Sackler Faculty of Medicine, Tel Aviv University, Tel-Aviv, Israel.
Beit Rivka Geriatric Rehabilitation Center, Petach Tikva, Israel.
Neurorehabil Neural Repair. 2020 Nov;34(11):1030-1037. doi: 10.1177/1545968320962502. Epub 2020 Oct 5.
The impact of hand dominance on the expected (motor and functional ability and daily use) improvement of the affected upper extremity (UE) in subacute stroke has not yet been investigated.
To compare between the affected dominant and affected nondominant UE (1) on rehabilitation admission (T1) for motor and sensory abilities, functional ability, and daily use and (2) 6 weeks poststroke onset (T2) and the UE recovery between T1 and T2 regarding percent change, improvement effect size, and percent of participants achieving minimal clinical important difference (MCID).

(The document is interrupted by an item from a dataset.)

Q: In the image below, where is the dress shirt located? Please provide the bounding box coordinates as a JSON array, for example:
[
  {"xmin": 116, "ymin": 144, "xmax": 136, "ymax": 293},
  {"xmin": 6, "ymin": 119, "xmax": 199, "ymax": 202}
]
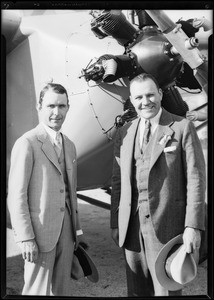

Multicenter longitudinal study.
Thirty-eight participants with affected dominant and 51 participants with affected nondominant UE were recruited. On T1 and T2, between-group differences were not seen for all UE variables. Significant improvement in the motor and functional ability, daily use, and perceived recovery between T1 and T2 were seen for the affected dominant ( = -3.01 to -4.13, < .01) and nondominant UEs ( = -4.59 to -5.32, < .01). Effect size improvement values were moderate and large in the affected dominant and nondominant UE (respectively). In addition, 14% to 40% of the participants in both UEs achieved MCID.
Significant and similar clinical meaningfulness in UE improvement can be expected during subacute rehabilitation; however, improvement magnitude and percent improvement is different for the UE domains of the affected dominant and the affected nondominant UEs. These findings highlight the distinct roles of the dominant and nondominant hands during bimanual daily activities, which can guide clinicians during stroke rehabilitation.
手的优势对亚急性期脑卒中患者患侧上肢(UE)预期(运动和功能能力以及日常使用)改善的影响尚未得到研究。
比较亚急性期脑卒中患者患侧优势手 UE 和患侧非优势手 UE(1)在康复入院(T1)时的运动和感觉能力、功能能力和日常使用情况,以及(2)在脑卒中发病后 6 周(T2)时的 UE 恢复情况,包括百分比变化、改善效果大小以及达到最小临床重要差异(MCID)的参与者比例。
多中心纵向研究。
共纳入 38 名患侧优势手 UE 和 51 名患侧非优势手 UE 患者。在 T1 和 T2,两组之间的 UE 变量没有差异。患侧优势手(= -3.01 至-4.13, <.01)和非优势手 UE(= -4.59 至-5.32, <.01)的运动和功能能力、日常使用和感知恢复均有显著改善。患侧优势手和非优势手 UE 的改善效果大小值均为中度至较大。此外,两种 UE 中有 14%至 40%的参与者达到了 MCID。
在亚急性期康复期间,UE 改善可以预期具有显著的、有临床意义的相似性;然而,UE 的优势手和非优势手在不同的 UE 领域的改善幅度和百分比是不同的。这些发现突出了优势手和非优势手在双手日常活动中的不同作用,这可以为脑卒中康复期间的临床医生提供指导。